Data retention has become a crucial topic over the past few years, with organisations continuously exploring better ways to define and implement secure processes that cater to their needs. This becomes increasingly difficult when most of our data is stored/generated in the cloud, hence, requiring a flexible and innovative approach towards managing our data assets.
In this article, we will iteratively create an architecture for a data archival pipeline solution for application log events, leveraging some of the core services offered by AWS, like Elasticsearch (ES). This pipeline will serve as our source of truth for storing service usage and access data which is critical for audit purposes, especially when validating risks posed by unauthorised access of data or systems over a period of time. Some of the major factors that will drive our design decisions are:
- Flexibility: Our architecture should be generic enough to replace one service with another (possibly vendor agnostic) without breaking.
- Fault Tolerance: Ensure that our pipeline can manage failures or downtime efficiently.
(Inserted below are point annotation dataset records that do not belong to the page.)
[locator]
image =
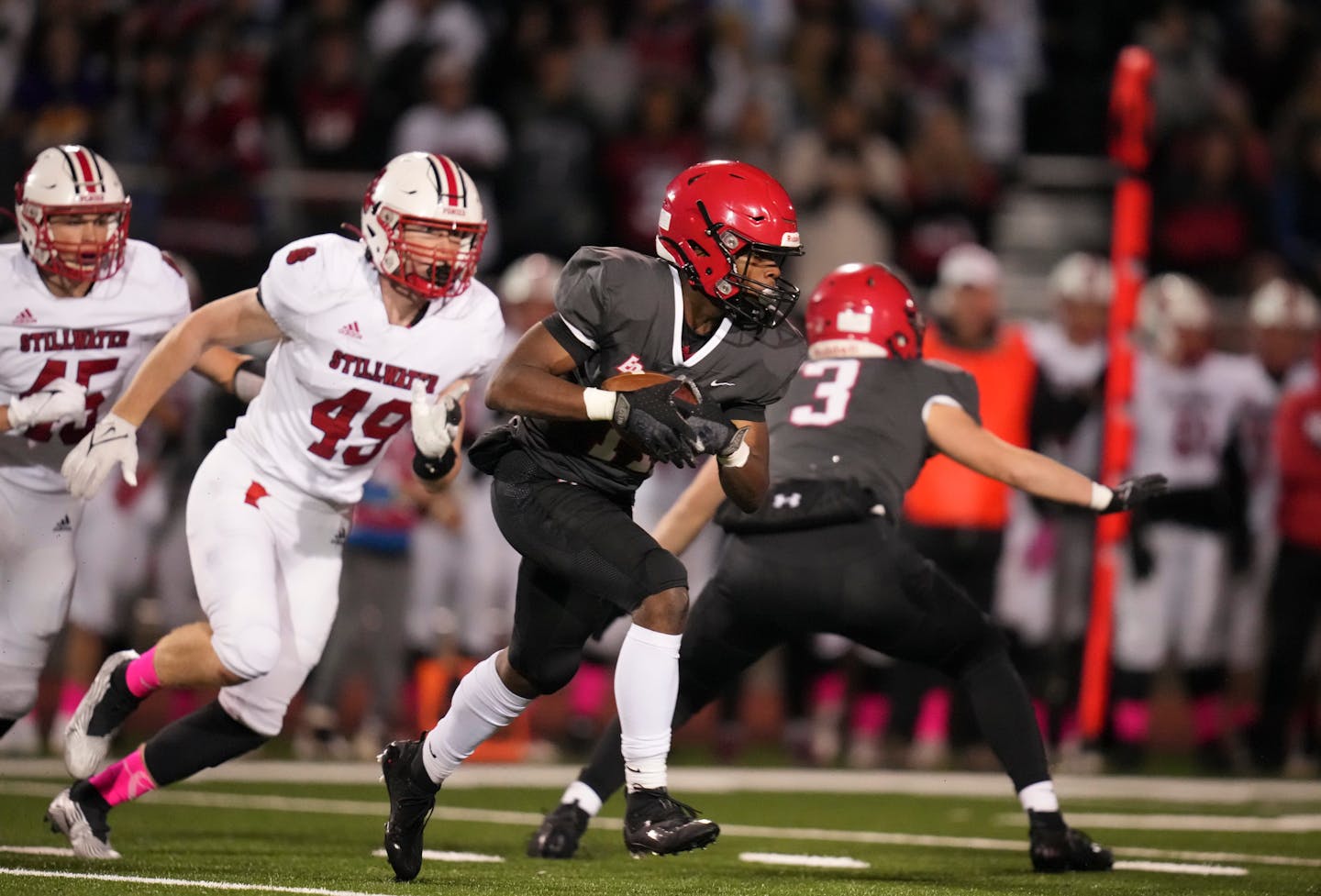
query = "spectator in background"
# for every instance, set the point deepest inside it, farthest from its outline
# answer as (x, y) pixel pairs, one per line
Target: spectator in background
(552, 195)
(1297, 205)
(60, 93)
(851, 186)
(1210, 210)
(216, 152)
(951, 514)
(641, 162)
(605, 72)
(1293, 603)
(450, 122)
(950, 194)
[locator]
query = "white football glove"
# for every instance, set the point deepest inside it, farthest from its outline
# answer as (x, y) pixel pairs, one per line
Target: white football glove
(436, 423)
(59, 402)
(111, 442)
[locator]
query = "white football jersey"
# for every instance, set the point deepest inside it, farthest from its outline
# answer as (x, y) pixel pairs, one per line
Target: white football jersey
(96, 340)
(339, 385)
(1071, 368)
(1185, 416)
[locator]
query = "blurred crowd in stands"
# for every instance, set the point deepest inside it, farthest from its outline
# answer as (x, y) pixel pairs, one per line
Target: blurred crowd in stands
(898, 127)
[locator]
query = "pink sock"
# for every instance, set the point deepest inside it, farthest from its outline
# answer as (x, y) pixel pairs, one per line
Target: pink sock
(871, 713)
(1132, 721)
(71, 695)
(141, 674)
(1206, 719)
(126, 780)
(828, 689)
(591, 686)
(933, 716)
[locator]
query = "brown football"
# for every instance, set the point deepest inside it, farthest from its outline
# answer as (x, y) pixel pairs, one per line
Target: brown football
(632, 382)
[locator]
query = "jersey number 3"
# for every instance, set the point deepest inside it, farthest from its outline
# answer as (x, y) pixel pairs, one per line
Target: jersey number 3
(335, 418)
(86, 369)
(835, 392)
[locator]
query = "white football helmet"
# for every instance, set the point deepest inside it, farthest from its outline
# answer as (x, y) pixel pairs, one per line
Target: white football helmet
(1170, 305)
(72, 180)
(1285, 305)
(423, 191)
(1081, 276)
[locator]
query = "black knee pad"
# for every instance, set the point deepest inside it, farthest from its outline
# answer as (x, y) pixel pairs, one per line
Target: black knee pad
(982, 644)
(546, 670)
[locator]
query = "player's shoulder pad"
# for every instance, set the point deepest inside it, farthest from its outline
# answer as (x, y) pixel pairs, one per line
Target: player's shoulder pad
(312, 269)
- Non-Repudiation: We need to provide a level of guarantee that no one has tampered with the data being archived, by capturing a true snapshot of our stored data at any point in time.
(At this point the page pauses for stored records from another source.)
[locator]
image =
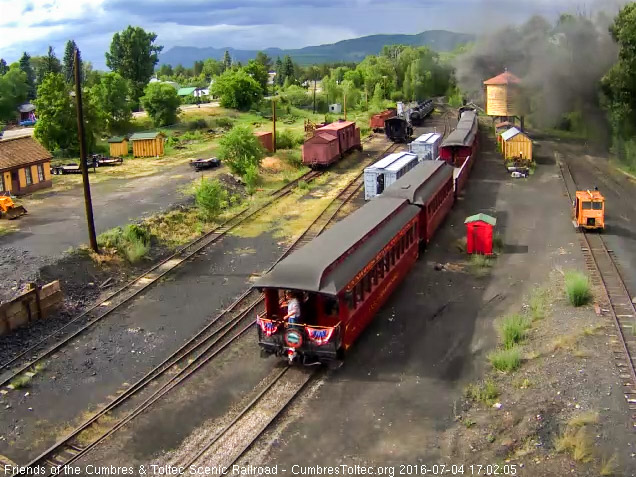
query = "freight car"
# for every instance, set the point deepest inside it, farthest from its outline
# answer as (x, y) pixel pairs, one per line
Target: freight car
(376, 123)
(330, 143)
(462, 142)
(341, 278)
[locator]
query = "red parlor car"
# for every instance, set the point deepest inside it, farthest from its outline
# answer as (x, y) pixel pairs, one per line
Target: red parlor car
(341, 279)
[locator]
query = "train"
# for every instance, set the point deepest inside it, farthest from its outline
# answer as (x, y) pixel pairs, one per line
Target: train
(399, 128)
(341, 278)
(463, 141)
(330, 143)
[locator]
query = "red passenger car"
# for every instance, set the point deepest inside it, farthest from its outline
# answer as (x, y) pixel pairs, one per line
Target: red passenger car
(376, 122)
(319, 150)
(429, 186)
(462, 142)
(342, 277)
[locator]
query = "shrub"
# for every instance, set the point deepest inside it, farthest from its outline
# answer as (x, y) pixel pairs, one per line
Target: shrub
(240, 149)
(485, 392)
(506, 360)
(513, 330)
(577, 287)
(210, 197)
(286, 139)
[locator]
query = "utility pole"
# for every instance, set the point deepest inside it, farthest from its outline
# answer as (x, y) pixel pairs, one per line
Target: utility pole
(274, 123)
(82, 140)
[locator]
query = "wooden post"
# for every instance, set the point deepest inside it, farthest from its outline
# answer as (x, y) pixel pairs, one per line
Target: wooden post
(274, 124)
(88, 203)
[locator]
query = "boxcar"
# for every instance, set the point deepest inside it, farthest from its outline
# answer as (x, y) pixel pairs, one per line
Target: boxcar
(430, 187)
(426, 146)
(330, 143)
(376, 123)
(343, 277)
(462, 142)
(398, 129)
(386, 171)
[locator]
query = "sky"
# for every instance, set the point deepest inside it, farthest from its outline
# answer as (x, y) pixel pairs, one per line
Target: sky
(32, 25)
Some of these factors are managed for us by the platform itself, with the rest requiring a more customised approach. So, lets begin…
To start this process, we will make use of AWS ES to serve as my primary point of contact, storing log data generated by my VPC, ELB, Cloudtrail, WAF, etc. This means that the data in ES can be directly analysed for faults and other metrics involving our in-use services. For storage purposes, we will use a common naming scheme for our indices, for example - “logdata-DDMMYYYY”. This will allow us to search for and analyse data for a specific day, enabling further breakdowns if necessary.
First Iteration: Initial Building Blocks
Now that we have a single source of truth established, we need to make sure that our data is retained for a certain duration (let’s say 5 years). This should enable our Security team to look back in time in case any vulnerabilities are discovered and assess the level and duration of impact. Some of the core benefits from this would be:
- Track Exposure: This should enable us to verify as to when the vulnerability was introduced into our systems and the level of penetration it created in our entire setup.
- Assess Impact and Risk: Going over historical data would enable us to understand the risk imposed by unauthorised access better, thus, aiding in identifying the most apt mitigation strategy we need to employ.
- Meet Compliance: Depending on our geolocation, we may have to meet certain data retention and management criteria to comply with government and organisational policies.
Now that we are ingesting a growing footprint of data, we need to balance our historical viewing needs with the capacity of the cluster. Thus, snapshots come into play.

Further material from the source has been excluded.